Re: [File API: FileSystem] Path restrictions and case-sensitivity from Glenn Maynard on 2011-05-09 (public-webapps@w3.org from April to June 2011)

From: Glenn Maynard <glenn@zewt.org>
Date: Sun, 8 May 2011 20:32:11 -0400
To: timeless <timeless@gmail.com>
Cc: Eric U <ericu@google.com>, Web Applications Working Group WG <public-webapps@w3.org>, Charles Pritchard <chuck@jumis.com>, Kinuko Yasuda <kinuko@google.com>
Message-ID: <BANLkTi=tM6Bk2OTFisQuYgpdOxMVjL1pjQ@mail.gmail.com>

A detail which somehow hasn't been mentioned: Unicode case folding is
locale-indepedent, with Turkish-I as a special case (
http://unicode.org/Public/UNIDATA/CaseFolding.txt) which can ordinarily be
disabled.

Just the same, having an interop dependency on Unicode's definition of case
folding is uncomfortable.  The case folding table is over 1000 rows and will
doubtless grow as characters are added, so not every implementation will
match (and the table may even change over time as the browser is updated,
which could cause some strange situations).

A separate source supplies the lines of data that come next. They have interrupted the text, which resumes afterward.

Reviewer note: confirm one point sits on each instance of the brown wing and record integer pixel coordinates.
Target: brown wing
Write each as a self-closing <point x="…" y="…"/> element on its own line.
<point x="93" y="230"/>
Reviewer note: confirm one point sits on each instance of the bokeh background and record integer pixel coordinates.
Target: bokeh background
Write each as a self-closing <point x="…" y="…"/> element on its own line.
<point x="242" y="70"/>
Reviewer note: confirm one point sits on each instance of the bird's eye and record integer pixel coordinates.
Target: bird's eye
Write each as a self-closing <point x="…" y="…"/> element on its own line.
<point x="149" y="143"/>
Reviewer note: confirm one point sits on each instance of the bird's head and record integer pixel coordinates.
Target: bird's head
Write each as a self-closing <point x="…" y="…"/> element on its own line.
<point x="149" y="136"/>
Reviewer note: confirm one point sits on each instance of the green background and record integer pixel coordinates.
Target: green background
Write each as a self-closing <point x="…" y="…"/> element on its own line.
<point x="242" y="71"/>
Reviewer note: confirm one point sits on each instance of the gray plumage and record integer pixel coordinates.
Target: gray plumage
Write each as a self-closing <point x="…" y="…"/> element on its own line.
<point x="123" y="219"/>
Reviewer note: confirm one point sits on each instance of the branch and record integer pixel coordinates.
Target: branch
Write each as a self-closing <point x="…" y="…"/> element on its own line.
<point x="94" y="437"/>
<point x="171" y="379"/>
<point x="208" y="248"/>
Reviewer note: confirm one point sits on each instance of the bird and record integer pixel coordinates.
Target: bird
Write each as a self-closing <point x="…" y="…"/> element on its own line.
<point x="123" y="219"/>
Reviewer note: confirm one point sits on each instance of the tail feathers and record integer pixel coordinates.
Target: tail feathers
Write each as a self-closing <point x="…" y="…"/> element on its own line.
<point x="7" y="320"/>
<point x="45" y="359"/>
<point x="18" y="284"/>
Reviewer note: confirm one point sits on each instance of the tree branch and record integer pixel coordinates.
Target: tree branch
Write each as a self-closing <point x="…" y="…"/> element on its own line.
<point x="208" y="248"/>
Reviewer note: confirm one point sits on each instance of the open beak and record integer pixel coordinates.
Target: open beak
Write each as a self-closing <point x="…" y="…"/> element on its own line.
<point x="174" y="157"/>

It would also require case folding to be exposed directly to scripts
(string.foldCaseFull() or string.foldCaseSimple()), so scripts are able to
compare filenames to see if they will refer to the same file.  That would
probably be nice to have anyway, but here it would be a new source of
obscure bugs, because many (probably "most") developers would use
string.toLowerCase() for this purpose, which would work often enough for
developers to not notice the problems.

Again, if the API is case-sensitive, applications can hide this fact from
users if wanted, without the API forcing it on them.  For example, when a
user enters a filename to save a file, the application can do its own
case-insensitive search for files with the same filename.  It can then
normalize the new filename to match the existing one, and presumably at that
point show its "overwrite file?" prompt.

> Were the IndexedDB spec in a more mature state, it would be much easier
> from a developer perspective, to write a FileSystem API layer on top of
it,
> and use all of its goodness including arbitrary file names. The layer is
reasonably
> small, very easy to write in JS.

You can't implement the FileWriter API this way, though, and that's a lot of
File-API use cases.

I wonder if Blob and IndexedDB implementations will mature enough to
efficiently handle downloading and saving large blocks of data.  For
example, a game installer should be able to download arbitrarily large game
data files.  In principle this can be done efficiently: just download the
file into a Blob and pass it to IndexedDB.  The browser should scratch large
Blobs to disk transparently.  However, making the second part efficient is
harder: saving the Blob to IndexedDB without a second on-disk copy (possibly
totalling several GB) being made, copying from the Blob scratch space to
IndexedDB.

Another issue that comes to mind: a game installation page (which handles
downloading and storing game data) would want to write data incrementally.
If it's downloading a 100 MB video file, and the download is interrupted, it
will want to resume where it left off.  With FileWriter and Filesystem API
that's straightforward, but with Blobs and IndexedDB it's much trickier.  I
suppose, in principle, you could store the file in 1MB slices to the
database as it's downloading, and combine them within the database when it
completes.  This seems hard or impossible for implementations to handle
efficiently, though.

It'll be great if IndexedDB/Blob implementations are pushed this far, but
I'm not holding my breath.

-- 
Glenn Maynard

Received on Monday, 9 May 2011 00:32:39 UTC